Genes involved in formation/development of the adenohypophysis, CTNNB1 gene, and microRNAs might be implicated in the craniopharyngioma pathogenesis. The objective of this study is to perform the molecular analysis of HESX1, PROP1, POU1F1, and CTNNB1 genes and evaluate a panel of miRNA expression in craniopharyngioma. We also verified whether the presence of CTNNB1 mutation is associated with clinical findings and miRNA expression. The study included 16 patients with adamantinomatous craniopharyngioma (nine children and seven adults; eight females and eight males; 6-55 years, median 15.5 years). DNA, RNA, and cDNA were obtained from craniopharyngioma and normal pituitaries. DNA was also extracted from peripheral blood of healthy subjects. All genes were amplified by polymerase chain reaction and direct sequenced. Relative quantification of miRNA expression was calculated using the 2(-ΔΔCt) method. We found no mutations in HESX1, PROP1, and POU1F1 genes and four polymorphisms in PROP1 gene which were in Hardy-Weinberg equilibrium and had similar allelic frequencies in craniopharyngioma and controls. We found seven different mutations in CTNNB1 in eight of 16 patients. Younger patients presented more frequently CTNNB1 mutation than adults. We observed hyperexpression of miR-150 (1.7-fold); no different expression of miR-16-1, miR-21, and miR23a; and an underexpression of miR-141, let-7a, miR-16, miR-449, miR-145, miR-143, miR-23b, miR-15a, and miR-24-2 (ranging from -7.5 to -2.5-fold; p = 0.02) in craniopharyngioma. There was no association between tumor size or the recurrence and the presence of CTNNB1mutations. miR-16 and miR-141 were underexpressed in craniopharyngioma presenting CTNNB1 mutations. miR-23a and miR24-2 were hyperexpressed in patients who underwent only one surgery. Mutations or polymorphisms in pituitary transcription factors are unlikely to contribute to the adamantinomatous craniopharyngioma pathogenesis, differently of CTNNB1 mutations. Our data suggest the potential involvement of the deregulation of miRNA expression in the craniopharyngioma pathogenesis and outcome and also that the miRNA could modulate the Wnt signaling pathway in craniopharyngioma tumorigenesis.
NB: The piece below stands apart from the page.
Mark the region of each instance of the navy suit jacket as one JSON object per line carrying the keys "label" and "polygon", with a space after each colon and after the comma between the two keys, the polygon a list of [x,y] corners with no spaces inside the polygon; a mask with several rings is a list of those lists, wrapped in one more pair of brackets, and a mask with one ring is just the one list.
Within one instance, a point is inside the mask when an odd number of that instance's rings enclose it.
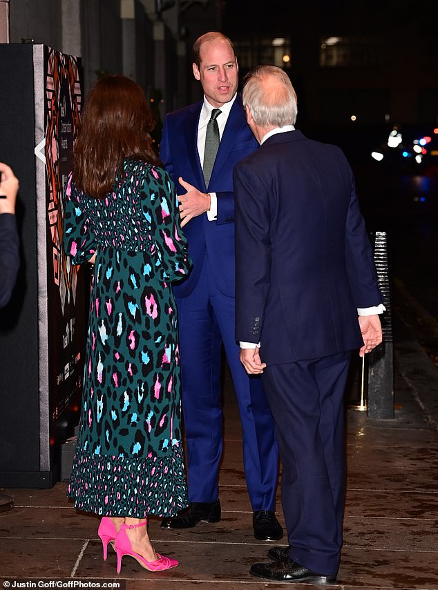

涉及腺垂体形成/发育的基因、CTNNB1 基因和 microRNAs 可能与颅咽管瘤的发病机制有关。本研究的目的是对 HESX1、PROP1、POU1F1 和 CTNNB1 基因进行分子分析,并评估颅咽管瘤中一组 microRNA 的表达。我们还验证了 CTNNB1 突变的存在是否与临床发现和 microRNA 表达相关。本研究纳入了 16 例造釉细胞瘤(9 例儿童和 7 例成人;8 例女性和 8 例男性;6-55 岁,中位年龄 15.5 岁)。从颅咽管瘤和正常垂体中提取 DNA、RNA 和 cDNA。还从健康受试者的外周血中提取 DNA。所有基因均通过聚合酶链反应扩增并直接测序。使用 2(-ΔΔCt)方法计算 microRNA 表达的相对定量。我们未发现 HESX1、PROP1 和 POU1F1 基因的突变,以及 PROP1 基因的四个多态性,这些多态性在颅咽管瘤和对照中均处于 Hardy-Weinberg 平衡状态,且等位基因频率相似。我们在 16 例患者中的 8 例中发现了 CTNNB1 的 7 种不同突变。年轻患者比成年患者更常出现 CTNNB1 突变。我们观察到 miR-150 的过度表达(1.7 倍);miR-16-1、miR-21 和 miR23a 的表达无差异;miR-141、let-7a、miR-16、miR-449、miR-145、miR-143、miR-23b、miR-15a 和 miR-24-2 的表达下调(范围从 -7.5 到 -2.5 倍;p=0.02)在颅咽管瘤中。肿瘤大小或复发与 CTNNB1 突变之间无相关性。miR-16 和 miR-141 在存在 CTNNB1 突变的颅咽管瘤中表达下调。miR-23a 和 miR24-2 在仅接受一次手术的患者中过度表达。垂体转录因子的突变或多态性不太可能导致造釉细胞瘤的发病机制,而 CTNNB1 突变则不同。我们的数据表明,microRNA 表达的失调可能参与了颅咽管瘤的发病机制和结果,并且 microRNA 可能调节颅咽管瘤肿瘤发生中的 Wnt 信号通路。